Additionally, the theory that the contract’s penalties are unconscionable is one that’s generally used by consumers facing down big corporations, or former employees trying to get out of penalties in noncompete agreements where damage to a business is hard to calculate. Here FSU and Clemson helped participate in the ACC as it was reaching these TV deals, and the cash on the line is clear.
The schools also run into another problem—the conferences themselves are arguably “pro-competition,” said antitrust expert Jordan Ludwig, a partner at Crowell & Moring LLP.
“There’s a body of US Supreme Court precedent saying in order for a league or conference to function they have to come together and set rules,” he said. “That’s how you develop a league product.”
The ACC said that it wouldn’t comment on the Florida case beyond its statements in the court briefs, but it said in a statement that it “remains confident that its agreements with all its members will be affirmed by the courts.”
Home-Field Advantage
Home-field advantage in these cases could have a big impact on schools nationwide.
Carfagna, Litchford, and Ludwig agreed the likeliest outcome is that the litigants negotiate a settlement for the universities to buy out of the conference, similar to deals cut by other schools shifting allegiances in recent decades. But if parties stick it out and leave it to courts to decide, where and how the case comes down will send a message.
“If FSU prevails here, other schools that think they have the opportunity to make more money will use that as a precedent to leave a conference,” Ludwig said. If the ACC wins, that could lead to less turmoil among the conferences as the organizations hold sway over members.

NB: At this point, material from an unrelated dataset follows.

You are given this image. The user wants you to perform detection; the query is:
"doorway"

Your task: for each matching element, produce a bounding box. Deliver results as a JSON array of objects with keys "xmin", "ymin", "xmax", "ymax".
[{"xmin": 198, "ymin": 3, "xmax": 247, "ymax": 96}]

But the ACC has a weakness in its armor: it filed its complaint preemptively against FSU in hopes of keeping the litigation in North Carolina, opening itself to attacks that it didn’t have the legal ability to block a breach that hadn’t yet occurred. Now the courts have to decide who gets to litigate in their backyard.
“If cases are centered in the universities’ home towns they’re more likely to get a favorable ruling because the schools are what make these communities tick,” Carfagna said.
The cases are Atl. Coast Conf. v. Bd. of Trustees of Florida State Univ., N.C. Super. Ct., No. 2023CVS40918, hearing held 3/22/24, Florida State Univ. Bd. of Trustees v. Atl. Coast Conf., Fla. Cir. Ct., No. 2023-CA-2860, hearing scheduled 4/9/24, and Clemson Univ. v. Atl. Coast Conf., S.C. Ct. Com. Pl., No. 2024CP3900322, complaint filed 3/19/24.